Somehow the
last two posts ended up being a brief history of growing up Jewish in North Dakota, so I thought I'd continue with the last explicitly Jewish food currently in my backlog, matzo ball soup.
Matzo ball soup was mostly just for Passover when I was growing up. My mother made her matzo balls straight from the Manischewitz kit. Sure, she added a lot of vegetables (carrots, celery, occasionally the little onions) and usually had
fresh chicken broth to cook the matzo balls in, but the matzo balls themselves were exactly as listed on the box. I myself make matzo ball soup straight from the kit with some frequency, using the same methods. Frankly, I've never had home made matzo balls that were dramatically better than the ones from kit.

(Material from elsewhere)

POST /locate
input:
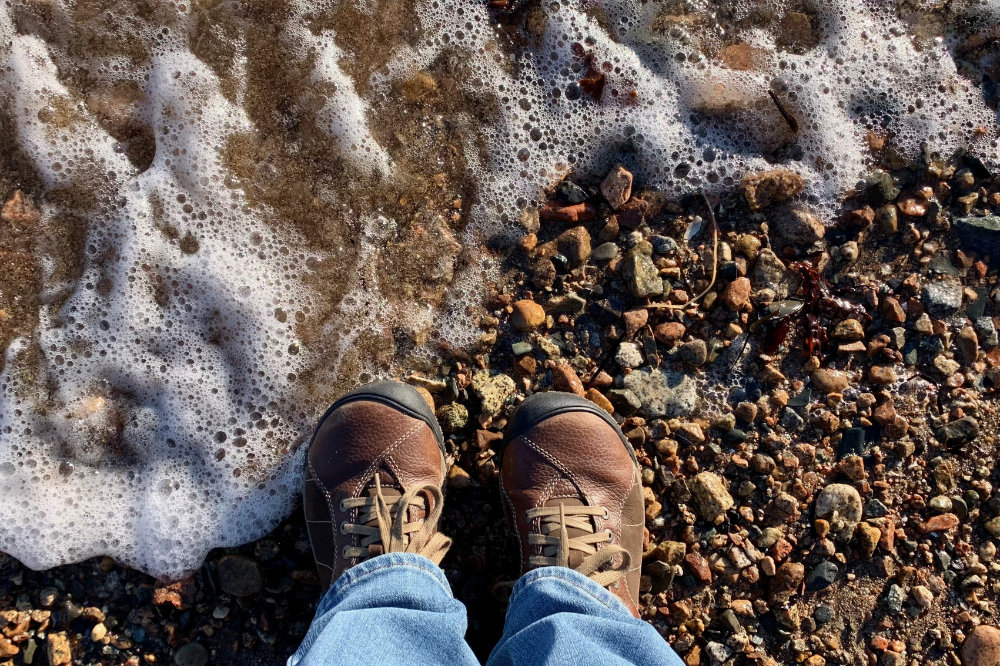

Why do I make it year round while my mother pretty much reserved it for Pesach? The difference is that growing up in North Dakota it's not like matzo ball soup mix was on the shelves at every grocery store year round. Typically there would be a small window prior to Pesach when things like macaroons, matzo, gefilte fish and matzo ball soup mix were available on the shelf. Mom and everyone else in the local Jewish community would get enough to get through Pesach and two weeks later it was all gone until the next year. By comparison, here in Ohio even the local grocery stores on the west side of Cleveland (which compared to the east side is bereft of Jews) has a small stock of Jewish soul food available year round, including matzo ball soup. I stock up during Passover because it's a lot cheaper, not because it's my only chance. This fact solely explains why I get make matzo soup a lot more often than my mother did. Even if she were inclined to make them from scratch, that would still require matzo meal, which was also only available in the Pesach window.
It's increasingly hard to remember what it was like pre-internet. For example, nowadays if someone saw a box of matzo on the shelf and had no idea what it was, the smart phone in their pocket would tell them within seconds. That obviously wasn't the case back in the 1980s. My mother once saw someone at the grocery store in the two week window of Pesach food availability with a shopping cart filled to brim with boxes of matzo. My mother didn't recognize him, and matzo not typically being high on the list of favorite foods of even the most enthusiastic lovers of Pesach, she assumed that he must be someone Jewish who was new in town and hadn't stopped at the synagogue yet. Instead he told her that matzo was the perfect diet cracker, and he didn't understand why it wasn't available year round, so he always bought every box he could find when it was in the store. I don't think my mother clued him in to the real purpose of matzo.
On a side note, if you are bored with regular matzo ball soup the
Indian variant is also quite delicious, and a lot tangier.